Les dangers cachés et la solution

TikTok n’est pas un simple outil. C’est une machine conçue pour garder l’utilisateur le plus longtemps possible. Son algorithme, un programme secret, apprend très vite ce que vous aimez et vous envoie un flux sans fin de contenus similaires. « Si tu regardes une vidéo triste, l’application va-t’en proposer dix autres, » constate Hallilou, 28 ans, développeur web. « On peut se retrouver pris dans une spirale de contenu négatif sans même s’en rendre compte. » Cet enfermement peut mener à des communautés toxiques, qui propagent des idées dangereuses sur la dépression, les troubles alimentaires ou la violence. Sans guide, un jeune en détresse peut y trouver un faux réconfort qui aggrave son état. De plus, le temps passé sur l’application est volé à d’autres activités essentielles : étudier, se reposer, avoir des interactions sociales réelles. L’épuisement numérique guette, laissant les jeunes fatigués,

Face à ce constat, la solution n’est pas d’interdire, mais d’éduquer et de responsabiliser. Pour cela, plusieurs actions concrètes peuvent être mises en place.  «La première chose est d’en parler sans jugement, » conseille Dr. Mensah. « En effet, les parents doivent s’intéresser à ce que font leurs enfants en ligne afin de leur expliquer que TikTok, c’est du cinéma. En résumé, ce n’est pas la vraie vie. » Ensuite, il est crucial de fixer des limites. Par exemple, instaurer des « zones sans téléphone » (comme la chambre à coucher) ou des « heures sans écran » (pendant les repas, avant de dormir). De plus, utiliser des minuteurs pour limiter le temps sur l’application est une méthode efficace. Parallèlement, il est essentiel de reconnecter avec le réel. Ainsi, encourager les jeunes à pratiquer des activités hors ligne, telles que le sport, la musique, la lecture ou les sorties entre amis, permet de retrouver la richesse des expériences concrètes et des relations vraies. Enfin, le volet le plus important est peut-être de cultiver l’esprit critique. Concrètement, il faut leur apprendre à questionner ce qu’ils voient : « Qui a posté cette vidéo ? Quel est son objectif ? Est-ce que cette personne veut vendre quelque chose ou avoir de l’influence ? » En effet, un regard critique est un bouclier puissant car il permet de naviguer sur les réseaux en toute conscience.

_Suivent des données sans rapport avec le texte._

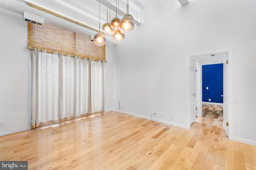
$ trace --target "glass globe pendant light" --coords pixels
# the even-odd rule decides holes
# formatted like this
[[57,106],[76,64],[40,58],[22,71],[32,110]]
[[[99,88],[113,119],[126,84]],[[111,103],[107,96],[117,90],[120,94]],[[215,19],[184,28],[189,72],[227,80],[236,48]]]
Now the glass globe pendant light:
[[[110,23],[108,23],[108,1],[107,0],[107,22],[105,23],[102,25],[102,31],[103,31],[103,32],[104,32],[106,34],[112,34],[112,33],[113,33],[113,31],[114,31],[114,29],[112,28],[112,27],[111,27],[111,25],[110,24]],[[110,13],[110,9],[109,9]],[[109,18],[110,18],[110,14]]]
[[103,46],[106,43],[106,38],[103,34],[100,33],[100,15],[99,19],[99,33],[95,34],[93,37],[93,42],[97,46]]
[[118,44],[122,42],[124,39],[124,34],[119,29],[114,31],[112,34],[112,38],[114,41]]
[[[119,2],[118,2],[118,6],[119,6]],[[116,18],[114,18],[111,20],[111,27],[115,30],[119,29],[119,22],[120,22],[120,19],[117,18],[117,0],[116,0]],[[118,10],[119,10],[119,8],[118,6]],[[118,13],[119,15],[119,13]]]
[[130,34],[134,28],[134,23],[133,17],[129,12],[129,2],[126,0],[126,14],[120,21],[119,29],[125,35]]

TikTok souligne Khaled K. est « comme un bonbon très sucré. En manger un de temps en temps est agréable. Mais s’en nourrir exclusivement rend malade ». Au Bénin, poursuit-il « la jeunesse est à la croisée des chemins. L’opportunité de se connecter au monde est immense. Mais le risque de se déconnecter de soi-même l’est tout autant ».

Le défi conclut Armel A., enseignant n’est pas de rejeter la technologie, mais de l’apprivoiser : « Il est d’apprendre à fermer l’application, à lever les yeux de son écran pour regarder le visage de son voisin, et à retrouver la beauté, parfois simple mais toujours réelle, de la vie béninoise. La santé mentale de toute une génération en dépend ».